Terminal itself didn’t get smarter. The commands did. Now you can run npm run build and generate an entire website from text. You can install a framework with one line. And you don’t really know what it’s doing under the hood.

That was what it was designed to do, and it did it well. It reached out. If the first place was down, it tried a second. Or a third. Or a fourth. Until it got what it needed.

I don’t imagine the boardrooms were thinking about any of that. They were thinking about profit margins and stock prices. The people who cared about the nuts and bolts were the developers. The same ones who once fought Linux like it was a rival school mascot. At some point they stopped fighting it. Or maybe they just admitted it worked. The world had gone broadband. Servers were lean. Open source wasn’t some basement hobby anymore.

So instead of resisting it, they folded it in. And terminal connectivity stopped feeling like a loophole and started feeling normal.

Terminal became powerful. It did things Windows Assistance would have cowered at. It installed packages and services you thought you understood, but honestly just trusted. If GitHub were not the trusted source it became, terminal land could be a very scary place.

And no one panicked.

Terminal does not think for itself. It does what you ask. Even if you don’t understand more than what you want, it executes your instruction. That is a nailed-down definition of most of what we currently brand as AI.

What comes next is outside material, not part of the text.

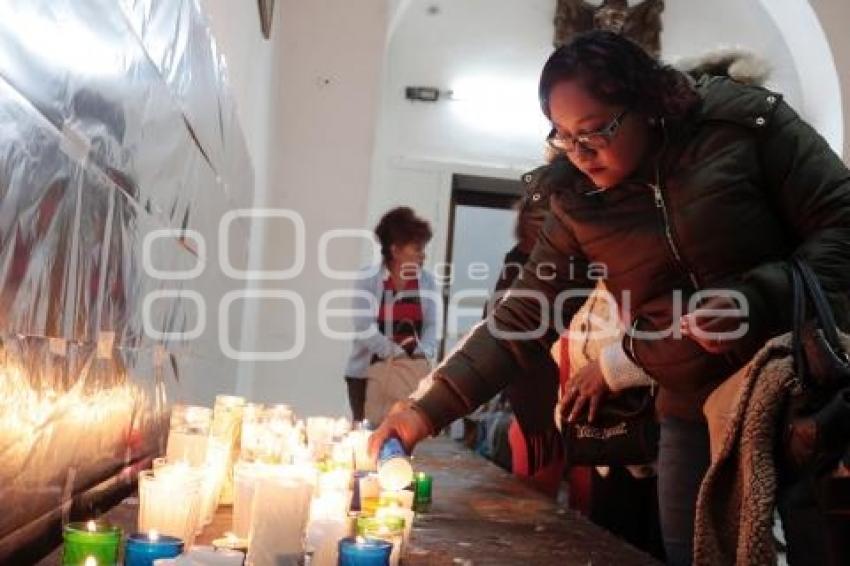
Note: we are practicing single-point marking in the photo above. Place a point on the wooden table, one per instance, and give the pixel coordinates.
(481, 515)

Let’s be clear. Current AI has the same branding problem as 5G. 5G was not some radical fifth generation leap. It was marketing. Same here. If you close the app, it doesn’t sulk. It doesn’t stew. It doesn’t compose a witty comeback for when you reopen it. It does nothing until you ask.

It’s not Artificial Intelligence the way Haley Joel Osment portrayed it in A.I. Artificial Intelligence, directed by Steven Spielberg. It’s an engine built from an enormous amount of data. You give it input. It gives you output.

Frankly, terminal is stricter. It never hallucinates. It throws errors. It tells you what went wrong. It demands you understand the language it speaks. It does not pretend to be conversational.

And yet we fear the thing that speaks English, not the thing that can wipe a drive.

I think it comes down to this. You type into Terminal. It responds with hard text. Blunt. Informative, if you know how to read it. It is not trying to teach you. It is not trying to comfort you. It just is.

You speak with AI, and it speaks back. In full sentences. With grammar. With punctuation. Sometimes even with tone. If you let it be eerie, it can feel eerie.

And it can be wrong.

Once, when I let my guard down, ChatGPT wrote that my mother met my father at a college neither of them ever attended. I blew my stack. I had to lay down rules. I’m the writer. You’re the copy editor. Period. You fact-check what is not my family history. That’s it. Firm rules make the happy.